7. Erreurs fréquentes à éviter

  • Confondre salaire net et salaire brut : le calcul de référence s’appuie sur du brut.
  • Intégrer toute l’indemnité de rupture au salaire de référence : c’est faux, elle joue surtout sur le différé spécifique.
  • Oublier les congés payés restants : ils peuvent reporter l’indemnisation de plusieurs semaines.
  • Négliger la date d’inscription à Pôle emploi : l’inscription rapide après la fin du contrat reste essentielle.
  • Supposer que la mensualisation est fixe : l’ARE est calculée en base journalière, le montant mensuel varie selon le nombre de jours du mois et les situations déclarées.

8. Exemple simple de lecture d’une simulation

Imaginons un salarié avec 2 500 € bruts mensuels, 1 200 € de primes annuelles, 12 mois travaillés, 3 000 € de part supra-légale et 900 € de congés payés. Son SJR estimatif ressort autour de 86 à 87 € selon la méthode simplifiée. L’ARE journalière est alors calculée en retenant la formule la plus avantageuse, tout en vérifiant le plafond de 75 % du SJR. Si le résultat journalier tourne autour de 49 à 50 €, l’allocation mensuelle brute théorique avoisine 1 500 € sur un mois moyen de 30,42 jours. Mais si les différés totalisent 50 à 60 jours, le premier paiement n’interviendra pas immédiatement, ce qui change complètement la perception du dispositif.

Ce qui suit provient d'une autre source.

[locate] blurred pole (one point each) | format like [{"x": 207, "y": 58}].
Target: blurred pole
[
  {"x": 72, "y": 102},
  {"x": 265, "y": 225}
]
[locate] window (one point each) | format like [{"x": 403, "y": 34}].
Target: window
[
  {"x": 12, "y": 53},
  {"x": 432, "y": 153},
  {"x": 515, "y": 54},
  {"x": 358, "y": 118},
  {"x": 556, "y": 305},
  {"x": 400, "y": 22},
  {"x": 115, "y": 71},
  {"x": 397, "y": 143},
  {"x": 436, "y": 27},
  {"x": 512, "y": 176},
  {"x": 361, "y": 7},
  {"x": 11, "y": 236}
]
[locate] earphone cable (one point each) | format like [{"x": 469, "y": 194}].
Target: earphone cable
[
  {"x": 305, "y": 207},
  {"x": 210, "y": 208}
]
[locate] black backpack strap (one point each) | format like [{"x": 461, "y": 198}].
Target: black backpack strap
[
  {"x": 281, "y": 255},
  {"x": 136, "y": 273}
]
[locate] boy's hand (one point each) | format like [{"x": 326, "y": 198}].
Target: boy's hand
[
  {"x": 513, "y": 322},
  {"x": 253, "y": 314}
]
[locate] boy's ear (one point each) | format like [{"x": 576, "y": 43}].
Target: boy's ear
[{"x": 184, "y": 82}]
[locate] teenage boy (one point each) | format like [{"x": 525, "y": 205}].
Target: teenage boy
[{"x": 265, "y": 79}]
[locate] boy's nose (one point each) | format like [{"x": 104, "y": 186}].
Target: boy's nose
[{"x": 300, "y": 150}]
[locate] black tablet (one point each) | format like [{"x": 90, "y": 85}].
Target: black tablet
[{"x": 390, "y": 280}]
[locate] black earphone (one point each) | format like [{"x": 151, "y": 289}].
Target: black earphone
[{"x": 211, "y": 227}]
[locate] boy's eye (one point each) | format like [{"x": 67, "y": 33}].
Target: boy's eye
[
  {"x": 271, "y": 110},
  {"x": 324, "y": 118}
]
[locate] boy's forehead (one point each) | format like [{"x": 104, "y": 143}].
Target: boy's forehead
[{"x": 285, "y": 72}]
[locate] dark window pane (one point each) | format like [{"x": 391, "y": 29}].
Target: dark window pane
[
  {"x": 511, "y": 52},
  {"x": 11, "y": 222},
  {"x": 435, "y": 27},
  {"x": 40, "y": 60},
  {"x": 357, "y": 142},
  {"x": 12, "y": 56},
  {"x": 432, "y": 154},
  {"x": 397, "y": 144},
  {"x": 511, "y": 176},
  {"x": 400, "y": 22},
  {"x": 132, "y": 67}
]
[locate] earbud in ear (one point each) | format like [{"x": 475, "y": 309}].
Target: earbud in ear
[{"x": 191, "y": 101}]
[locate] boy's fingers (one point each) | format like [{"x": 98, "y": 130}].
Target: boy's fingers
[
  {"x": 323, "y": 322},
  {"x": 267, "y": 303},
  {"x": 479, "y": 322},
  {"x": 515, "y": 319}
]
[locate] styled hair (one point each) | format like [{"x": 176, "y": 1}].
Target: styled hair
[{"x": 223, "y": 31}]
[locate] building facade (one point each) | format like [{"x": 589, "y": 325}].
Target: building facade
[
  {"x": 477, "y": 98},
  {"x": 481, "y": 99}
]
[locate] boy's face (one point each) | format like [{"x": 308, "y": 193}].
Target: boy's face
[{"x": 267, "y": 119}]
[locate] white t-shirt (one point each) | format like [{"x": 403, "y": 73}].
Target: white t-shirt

9. Sources institutionnelles et lectures utiles

10. Conclusion : comment utiliser intelligemment le calcul allocation chomage rupture conventionnelle 2018

Le bon réflexe consiste à voir la rupture conventionnelle comme un ensemble : indemnité de départ + délai avant ARE + montant mensuel + durée potentielle des droits. En 2018, une allocation chômage correcte pouvait être obtenue après une rupture conventionnelle, mais la date réelle du premier versement dépendait très fortement des indemnités perçues à la sortie. C’est pourquoi une simulation sérieuse doit toujours associer montant et calendrier.

Si vous négociez votre départ, comparez plusieurs scénarios. Une indemnité plus élevée n’est pas toujours la meilleure option si elle allonge fortement le différé spécifique et si vous avez besoin d’un revenu régulier rapidement. À l’inverse, pour certains salariés disposant d’une épargne de sécurité, un différé plus long peut rester acceptable en échange d’une indemnité de rupture plus favorable. Dans tous les cas, conservez l’ensemble de vos documents, vérifiez les éléments inscrits sur l’attestation employeur et demandez une confirmation à l’organisme compétent si votre situation comporte des particularités de temps partiel, d’arrêt maladie, d’activité réduite ou de prime exceptionnelle.